Miu Fat Buddhist Monastery
Miu Fat Buddhist Monastery was constructed in 1950s and rebuilt in 2010. The monastery is located in Lam Tei, Tuen Mun District. The temple is one of Hong Kong’s most eccentric Buddhist complexes. The temple has a Buddhist Shrine, a community hall, a library, cultural welfare facilities and a kitchen serving vegetarian food. There are two halls in the monastery. First hall is the Ten Thousand Buddha’s hall, which is 45 meters tall and designed with a lotus shrine. Another hall is the Mahavira hall which holds three gold plated statues of buddhas Sayamuni. Each side of the entrance has columns carved with gold scaled dragons.
Wong Tai Sin Temple
Wong Tai Sin Temple is one of the most famous attractions in Hong Kong. It has another name called Sik Sik Yuen. The temple is dedicated to Wang Tai Sin who is believed to be able to heal the wounded, save the dying and punish the evil. It is designed in the traditional Chinese style with grand red pillars, a golden roof adorned with blue friezes, yellow lattice and multi-colored carvings.
Tsing Shan Monastery
Tsing Shan Monastery is one of the oldest temple in Hong Kong. It is located at the foot of Castle Peak. Inside of the monastery, the characters ‘香海名山’ which means ‘fragrant sea and prestigious mountain’ are engraved on the gate. The main hall is Ching Wan Koon. The temple is dedicated to Dou Lao, a deity who is believed to have the power to relieve the worries from people. This temple is one of the shooting locations for the movie, Bruce Lee classic Enter the Dragon.
Ten Thousand Buddhas Monastery
Ten Thousand Buddhas Monastery is located Po Fook Hill at Pai Tau Village, Sha Tin. The temple was founded in 1955 by Buddhist laymen Yuet Kai who carried the material during construction by himself. The temple took eight years to finish the construction. By 1957, around 12,800 Buddha statues were made for this monastery. There are five halls in total which hold statues. Some of Buddhas are placed outside.
Po Lin Monastery
Located on Lotus Island, Hong Kong, Po Lin Monastery was built in 1906. There are three main Buddha statues, made of bronze. They represent past, present and future. The temple is dedicated to Guanyin, the Goddess of Mercy. The garden at Po Lin Monastery is alive with bird songs and floral scents.
Fung Ying Seen Koon
Fung Yin Seen Koon was founded in 1929. The name of temple is based on two fairy islands: Fang Lai and Ying Chau.
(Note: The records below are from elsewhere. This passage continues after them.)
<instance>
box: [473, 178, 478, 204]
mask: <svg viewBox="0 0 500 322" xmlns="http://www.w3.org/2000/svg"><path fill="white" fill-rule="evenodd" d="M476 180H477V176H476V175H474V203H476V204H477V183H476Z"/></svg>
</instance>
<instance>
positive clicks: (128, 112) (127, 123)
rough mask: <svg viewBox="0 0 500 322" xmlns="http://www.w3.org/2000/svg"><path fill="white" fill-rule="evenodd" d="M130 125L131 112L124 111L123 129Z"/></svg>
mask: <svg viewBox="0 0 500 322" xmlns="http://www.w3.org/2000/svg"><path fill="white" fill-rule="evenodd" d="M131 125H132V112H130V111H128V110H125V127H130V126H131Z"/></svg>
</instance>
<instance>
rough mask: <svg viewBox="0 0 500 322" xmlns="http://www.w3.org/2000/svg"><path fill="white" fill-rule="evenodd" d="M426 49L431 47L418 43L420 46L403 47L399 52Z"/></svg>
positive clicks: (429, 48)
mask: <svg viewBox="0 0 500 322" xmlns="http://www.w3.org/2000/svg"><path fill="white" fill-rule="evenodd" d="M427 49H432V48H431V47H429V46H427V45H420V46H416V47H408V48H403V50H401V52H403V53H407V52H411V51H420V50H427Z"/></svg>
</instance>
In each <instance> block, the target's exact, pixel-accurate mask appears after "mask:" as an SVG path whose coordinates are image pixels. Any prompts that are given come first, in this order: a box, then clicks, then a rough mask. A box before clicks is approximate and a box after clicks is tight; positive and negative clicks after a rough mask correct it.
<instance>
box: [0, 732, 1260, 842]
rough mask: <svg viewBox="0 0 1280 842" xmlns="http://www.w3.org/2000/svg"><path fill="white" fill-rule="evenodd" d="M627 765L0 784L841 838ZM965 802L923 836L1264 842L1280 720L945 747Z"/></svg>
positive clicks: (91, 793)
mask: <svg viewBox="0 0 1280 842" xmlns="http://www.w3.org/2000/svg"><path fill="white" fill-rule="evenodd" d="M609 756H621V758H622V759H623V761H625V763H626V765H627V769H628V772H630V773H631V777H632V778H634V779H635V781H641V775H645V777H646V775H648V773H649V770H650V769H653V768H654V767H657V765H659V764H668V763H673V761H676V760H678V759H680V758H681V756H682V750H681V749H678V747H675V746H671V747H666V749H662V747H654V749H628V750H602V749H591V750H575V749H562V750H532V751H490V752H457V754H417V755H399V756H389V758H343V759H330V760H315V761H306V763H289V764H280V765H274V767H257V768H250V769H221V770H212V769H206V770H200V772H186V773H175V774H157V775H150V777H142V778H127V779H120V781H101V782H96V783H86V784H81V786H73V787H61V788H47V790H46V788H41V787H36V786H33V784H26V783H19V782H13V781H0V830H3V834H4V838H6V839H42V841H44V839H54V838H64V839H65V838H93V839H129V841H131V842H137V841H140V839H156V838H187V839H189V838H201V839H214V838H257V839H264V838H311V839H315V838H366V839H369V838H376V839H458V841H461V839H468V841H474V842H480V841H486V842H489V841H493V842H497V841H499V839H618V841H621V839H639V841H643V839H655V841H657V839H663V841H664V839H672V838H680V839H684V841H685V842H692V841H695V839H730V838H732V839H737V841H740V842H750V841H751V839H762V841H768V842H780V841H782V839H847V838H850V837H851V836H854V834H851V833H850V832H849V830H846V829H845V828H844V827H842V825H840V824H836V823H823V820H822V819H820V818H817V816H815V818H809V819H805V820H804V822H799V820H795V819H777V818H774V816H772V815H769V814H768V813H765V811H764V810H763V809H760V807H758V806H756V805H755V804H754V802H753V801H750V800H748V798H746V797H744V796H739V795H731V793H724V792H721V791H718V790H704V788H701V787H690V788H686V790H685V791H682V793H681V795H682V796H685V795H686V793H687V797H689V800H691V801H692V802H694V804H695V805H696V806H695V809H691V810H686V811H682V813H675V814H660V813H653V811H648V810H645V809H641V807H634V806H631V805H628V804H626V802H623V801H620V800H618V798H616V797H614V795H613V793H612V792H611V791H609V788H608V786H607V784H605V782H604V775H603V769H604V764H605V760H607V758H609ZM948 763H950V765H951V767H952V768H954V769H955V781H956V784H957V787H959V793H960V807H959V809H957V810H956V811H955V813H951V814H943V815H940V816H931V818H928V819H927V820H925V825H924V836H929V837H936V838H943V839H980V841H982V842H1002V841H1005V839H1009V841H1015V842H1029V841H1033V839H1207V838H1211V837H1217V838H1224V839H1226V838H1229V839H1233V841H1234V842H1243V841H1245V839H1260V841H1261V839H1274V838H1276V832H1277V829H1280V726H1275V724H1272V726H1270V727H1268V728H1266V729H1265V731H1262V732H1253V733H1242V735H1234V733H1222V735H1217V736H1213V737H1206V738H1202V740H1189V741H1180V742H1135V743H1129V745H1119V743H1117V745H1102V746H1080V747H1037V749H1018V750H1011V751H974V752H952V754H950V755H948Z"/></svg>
The temple features an outstanding architectural design, including an eye-catching bright orange roof. The wall of Tao Te Ching in front of Ancestral Hall has 81 chapters of the famous work Tao Te Ching by the ancient Chinese philosopher Laozi.
Yuk Hui Temple
Yuk Hui Temple was named after Mr. Lam Yuk Mo and first founded in 1783. Pak Tai is the main deity of the temple. People worship her because of her courage, power and devotion. There are other deities including Guanyin, Tai Sui, Tin Hua and Tu Di Gong. There are three halls, with the Pak Tai statues placed in the main hall. Worshippers usually visit Yuk Hui Temple during Pak Tai festival and Ban festival.
Man Mo Temple
Situated on Hollywood Road in Sheung Wan, Man Mo Temple was built in 1847. The temple is a picturesque tribute to the God of Literature (Man), holding a writing brush and the God of War (Mo), wielding a sword. Both of them are worshipped by people looking for success in their studies.